24hr

A common crypto label showing metrics calculated over the last 24 hours, such as price change, trading volume, and market activity.

24hr (or 24h) is a shorthand label used across crypto exchanges, wallets, and data sites to show statistics measured over the most recent 24-hour period. Instead of reflecting a single moment in time, 24hr metrics summarize what happened over the last day, providing a quick snapshot of recent market and network activity.

How 24hr is used in crypto markets

In trading interfaces, “24hr” commonly appears next to metrics like 24hr volume, 24hr change, high, and low. 24hr volume refers to the total amount of buying and selling in that asset over the past 24 hours, usually shown in the asset itself or in a quote currency like USD. 24hr change shows how much an asset’s price has moved over that window, often as a percentage.
Because crypto trades around the clock, the 24-hour window acts as a practical daily timeframe that is not tied to a traditional market open or close. However, the exact cut-off can vary by platform, some use a rolling 24-hour window updated continuously, while others anchor the day to a specific time zone.

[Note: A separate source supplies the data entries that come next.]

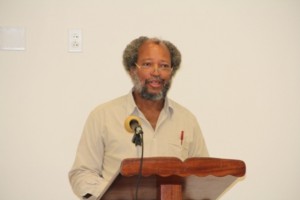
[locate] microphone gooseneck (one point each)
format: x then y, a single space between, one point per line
133 125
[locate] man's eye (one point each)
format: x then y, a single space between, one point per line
165 66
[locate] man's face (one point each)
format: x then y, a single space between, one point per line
151 78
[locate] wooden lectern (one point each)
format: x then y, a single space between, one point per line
169 178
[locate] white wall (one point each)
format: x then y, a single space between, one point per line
240 76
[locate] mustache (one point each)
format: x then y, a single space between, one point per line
157 79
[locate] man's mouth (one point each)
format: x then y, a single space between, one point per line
154 83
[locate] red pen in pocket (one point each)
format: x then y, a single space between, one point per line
181 137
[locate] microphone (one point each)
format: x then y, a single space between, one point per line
133 125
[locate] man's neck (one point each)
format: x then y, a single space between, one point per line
147 105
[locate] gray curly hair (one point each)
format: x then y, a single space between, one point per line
130 54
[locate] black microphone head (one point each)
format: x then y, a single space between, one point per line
131 123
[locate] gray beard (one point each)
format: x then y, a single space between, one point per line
143 91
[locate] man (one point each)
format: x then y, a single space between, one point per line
169 129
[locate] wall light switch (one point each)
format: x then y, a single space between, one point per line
75 40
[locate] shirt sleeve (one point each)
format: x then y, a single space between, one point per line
198 146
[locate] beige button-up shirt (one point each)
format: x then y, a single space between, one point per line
105 142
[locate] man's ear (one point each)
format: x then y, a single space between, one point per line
132 71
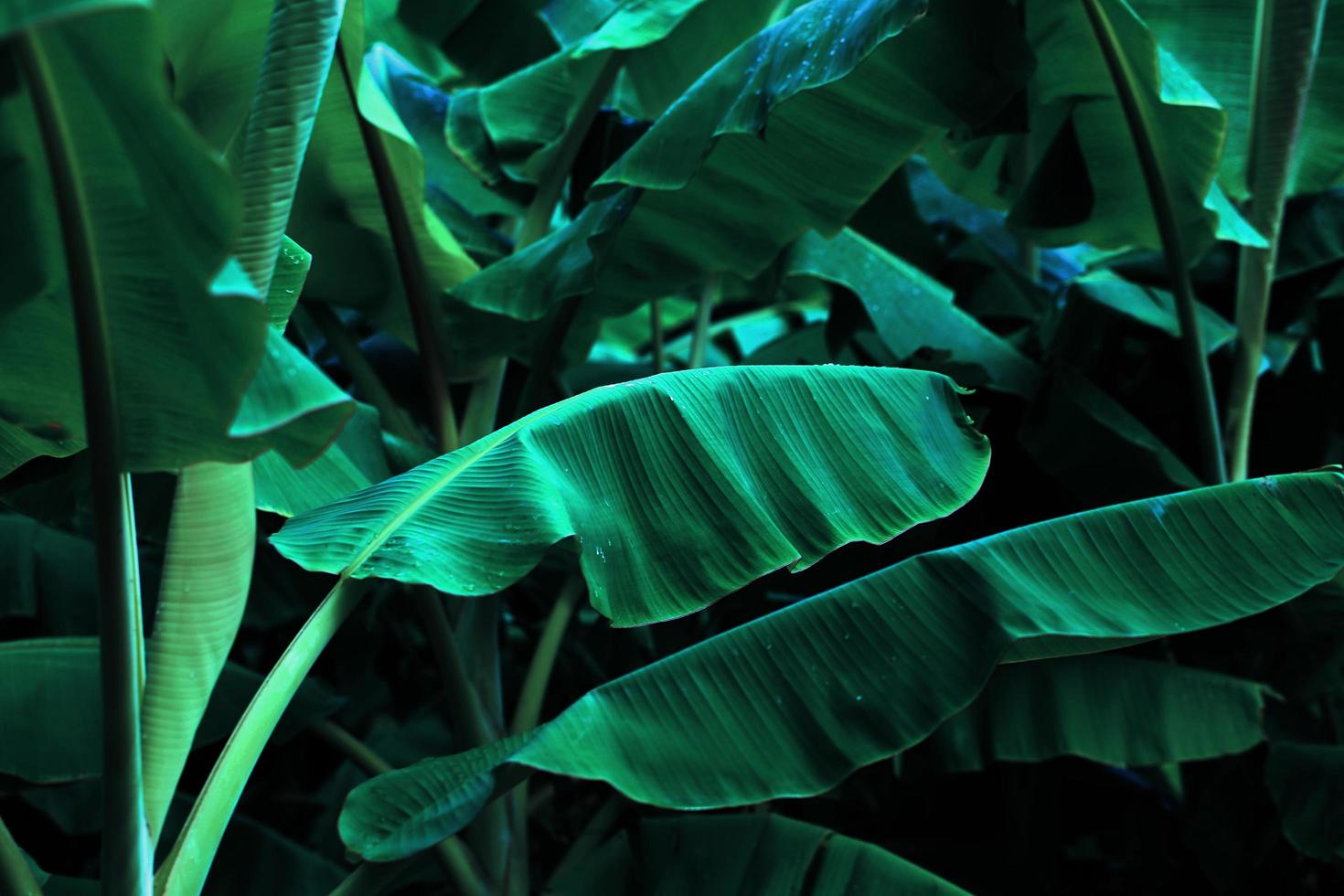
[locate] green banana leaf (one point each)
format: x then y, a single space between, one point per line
912 312
1307 782
1108 709
162 214
1215 42
757 855
355 461
339 214
1086 183
795 700
679 488
208 572
50 686
750 159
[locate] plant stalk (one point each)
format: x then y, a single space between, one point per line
528 710
16 878
420 297
1287 35
126 855
703 314
1174 248
186 867
537 223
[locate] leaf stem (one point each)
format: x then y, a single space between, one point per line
420 297
1287 37
185 869
16 878
456 859
1158 194
126 856
656 336
366 379
703 314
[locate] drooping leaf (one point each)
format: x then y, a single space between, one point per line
1307 782
50 719
188 331
208 571
757 855
912 311
679 489
795 700
1113 709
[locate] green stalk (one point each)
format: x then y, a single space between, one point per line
1141 131
537 223
452 853
420 297
656 336
16 876
528 710
126 855
703 314
186 868
366 379
1287 37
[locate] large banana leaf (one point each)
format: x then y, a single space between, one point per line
187 337
757 855
795 700
1087 185
50 687
912 312
679 488
1215 42
1108 709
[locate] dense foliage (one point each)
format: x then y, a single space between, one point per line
443 443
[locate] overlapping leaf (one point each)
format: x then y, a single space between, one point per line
757 855
795 700
679 489
1109 709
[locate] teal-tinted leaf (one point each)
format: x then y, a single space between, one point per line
1307 782
912 311
50 719
679 489
792 131
355 461
795 700
757 855
1106 709
188 331
1075 108
1215 42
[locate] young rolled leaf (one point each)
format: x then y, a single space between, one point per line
795 700
757 855
679 488
1113 709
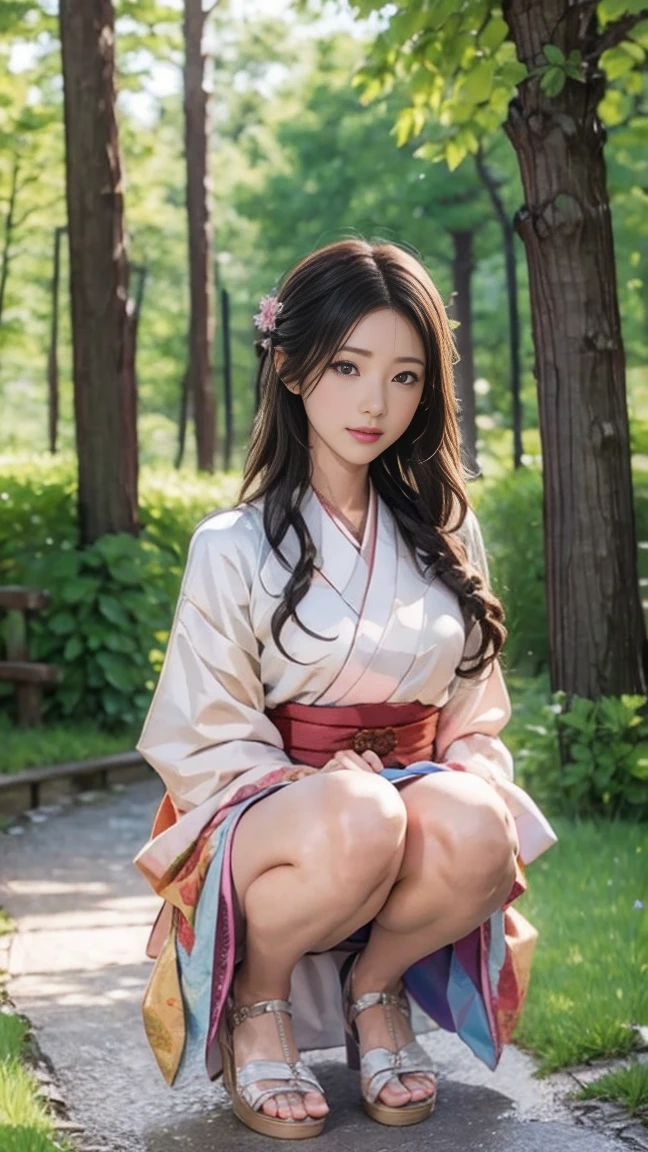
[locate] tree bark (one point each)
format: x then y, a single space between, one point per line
595 619
53 351
103 345
509 242
465 370
201 302
8 237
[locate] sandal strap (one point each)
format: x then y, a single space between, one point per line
379 1066
245 1012
370 999
295 1077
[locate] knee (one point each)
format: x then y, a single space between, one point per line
366 824
477 836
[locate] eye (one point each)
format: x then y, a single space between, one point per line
339 365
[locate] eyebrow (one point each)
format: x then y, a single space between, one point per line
398 360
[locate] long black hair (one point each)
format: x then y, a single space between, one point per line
420 476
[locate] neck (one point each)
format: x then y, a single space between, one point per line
343 484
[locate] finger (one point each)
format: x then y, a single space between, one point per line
352 760
374 760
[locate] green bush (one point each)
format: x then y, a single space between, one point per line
112 603
605 752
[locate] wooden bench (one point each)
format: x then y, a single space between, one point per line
30 677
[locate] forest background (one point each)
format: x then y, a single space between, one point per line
299 156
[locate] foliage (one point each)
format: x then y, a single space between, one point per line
605 756
59 743
112 603
626 1085
587 897
462 68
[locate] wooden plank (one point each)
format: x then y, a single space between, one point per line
24 672
23 599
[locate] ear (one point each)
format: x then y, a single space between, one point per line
279 361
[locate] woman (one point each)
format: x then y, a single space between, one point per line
326 722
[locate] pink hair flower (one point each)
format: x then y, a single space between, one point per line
269 309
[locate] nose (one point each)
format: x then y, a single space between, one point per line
375 399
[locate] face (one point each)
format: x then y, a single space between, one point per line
374 381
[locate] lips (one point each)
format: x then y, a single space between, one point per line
366 436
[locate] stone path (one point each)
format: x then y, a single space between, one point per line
77 972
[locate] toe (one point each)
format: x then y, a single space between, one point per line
315 1104
420 1085
283 1107
270 1107
394 1093
298 1109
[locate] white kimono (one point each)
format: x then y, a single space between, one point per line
389 635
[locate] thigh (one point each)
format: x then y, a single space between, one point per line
324 817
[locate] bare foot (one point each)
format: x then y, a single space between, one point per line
374 1032
257 1038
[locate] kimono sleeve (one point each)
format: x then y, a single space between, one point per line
480 707
206 725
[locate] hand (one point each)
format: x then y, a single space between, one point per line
351 762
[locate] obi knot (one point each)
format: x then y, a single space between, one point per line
381 741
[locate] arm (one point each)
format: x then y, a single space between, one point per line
480 707
469 727
206 726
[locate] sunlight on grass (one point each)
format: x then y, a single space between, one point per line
13 1031
28 1139
587 899
19 1103
624 1085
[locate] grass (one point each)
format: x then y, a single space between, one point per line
587 897
57 743
25 1124
624 1085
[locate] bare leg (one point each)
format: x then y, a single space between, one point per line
310 863
458 868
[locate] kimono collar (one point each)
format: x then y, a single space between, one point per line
340 561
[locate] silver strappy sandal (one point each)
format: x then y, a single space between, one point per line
378 1066
241 1083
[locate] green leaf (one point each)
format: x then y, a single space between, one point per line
454 153
112 609
73 649
552 82
494 33
61 622
118 671
477 84
125 571
80 590
554 54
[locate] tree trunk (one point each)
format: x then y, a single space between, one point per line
104 383
201 317
509 243
595 619
465 370
8 237
227 380
53 351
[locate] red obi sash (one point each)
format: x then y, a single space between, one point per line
400 734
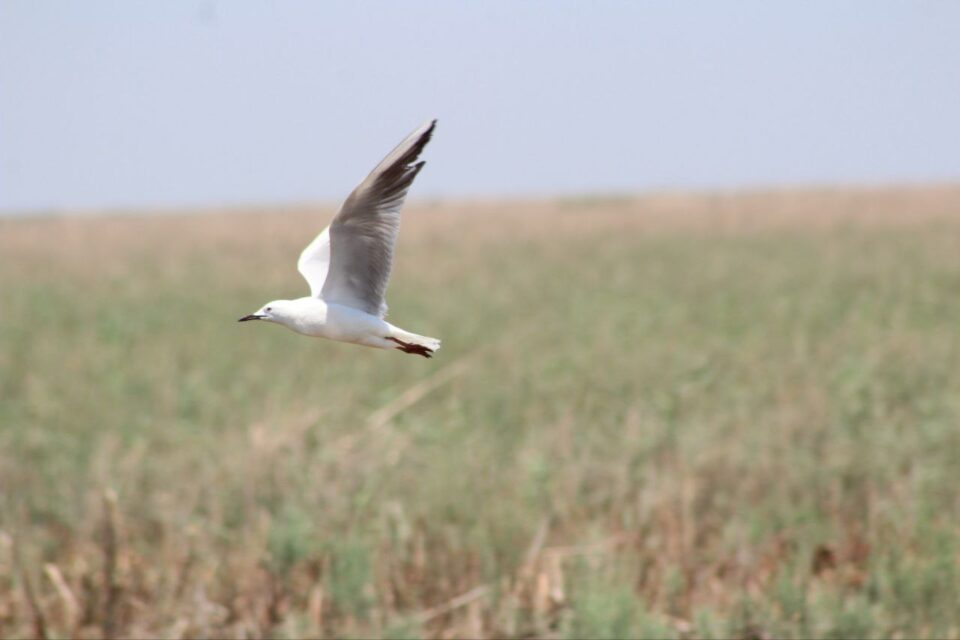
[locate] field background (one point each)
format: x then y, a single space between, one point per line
696 416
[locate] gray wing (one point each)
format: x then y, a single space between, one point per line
364 231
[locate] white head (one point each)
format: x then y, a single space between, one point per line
279 311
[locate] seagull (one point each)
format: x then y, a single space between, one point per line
348 265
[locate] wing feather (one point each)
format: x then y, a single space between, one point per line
361 239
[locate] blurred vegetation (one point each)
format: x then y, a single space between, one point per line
678 416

Practical context and limitations

For example, if a token shows high 24hr volume on an exchange, it can suggest strong liquidity and active participation, which may reduce slippage for larger trades. If 24hr change is unusually large, it can indicate heightened volatility, news-driven moves, or thin liquidity.

Still, 24hr metrics are not a full picture. Volume can be fragmented across exchanges and can be inflated on low-quality venues. A single day can also be unrepresentative during events like listings, liquidations, or sudden demand spikes.

Understanding 24hr statistics matters because they are among the fastest ways to gauge current liquidity, volatility, and momentum in the always-on crypto ecosystem.